La mission, initialement prévue du 16 juillet au 1eᣴ août 2025 à Midrand, en Afrique du Sud, avait ainsi été écourtée pour se terminer dès le 25 juillet. Cet épisode avait non seulement terni l’image de Maurice sur la scène africaine, mais avait également entraîné des dépenses publiques estimées à Rs 1 134 471, couvrant les frais de déplacement, d’hébergement et les indemnités journalières.

L’intégration d’Adrien Duval dans la nouvelle délégation apparaît comme une réponse directe aux critiques formulées à l’époque. Le député de l’opposition avait lui-même dénoncé l’absence de consultation préalable, soulignant que la constitution de la délégation ne respectait pas les principes de dialogue parlementaire.

Lors d’une intervention au Parlement, il avait déclaré que le Premier ministre n’avait pas à l’inclure dans une mission sans concertation, tout en affirmant ne pas souhaiter participer à une délégation étrangère dans ces conditions. Malgré ces réserves exprimées en 2025, sa présence aujourd’hui permet à Maurice de se conformer aux exigences institutionnelles du PAP.

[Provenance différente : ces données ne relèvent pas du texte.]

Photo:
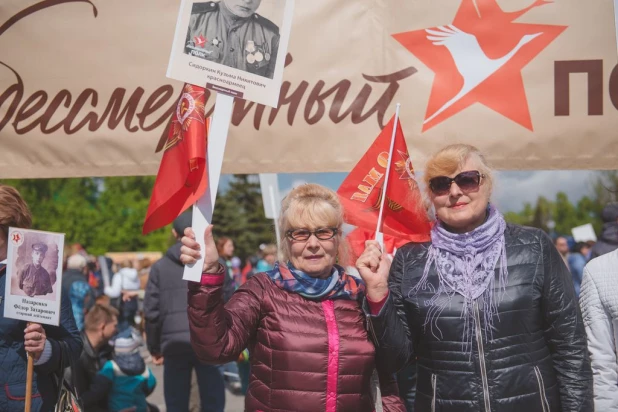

Une nouvelle délégation opérationnelle

La délégation mauricienne a quitté le pays au cours de la semaine écoulée et a prêté serment le mercredi 29 avril, officialisant ainsi son statut de membre du Parlement panafricain. Cette étape marque le retour effectif de Maurice au sein de l’organe législatif de l’Union africaine.

Les parlementaires mauriciens ont également pris part à la session extraordinaire de la septième législature du PAP, tenue du 28 au 30 avril à Midrand. Cette session a été marquée par l’élection d’un nouveau bureau appelé à diriger l’institution pour les trois prochaines années.

À l’issue de cette session, un nouveau bureau a été élu, reflétant l’équilibre géographique du continent africain. Il est désormais dirigé par le président représentant l’Afrique du Nord, accompagné de quatre vice-présidents issus respectivement des régions de l’Est, de l’Ouest, du Centre et de l’Afrique australe.

Au-delà de la régularisation de sa situation, la participation de Maurice à cette session revêt une importance stratégique. La délégation mauricienne est appelée à prendre part, au cours de la semaine, à plusieurs débats portant sur des sujets d’actualité touchant les pays africains, notamment en matière de gouvernance, de développement économique et de coopération régionale.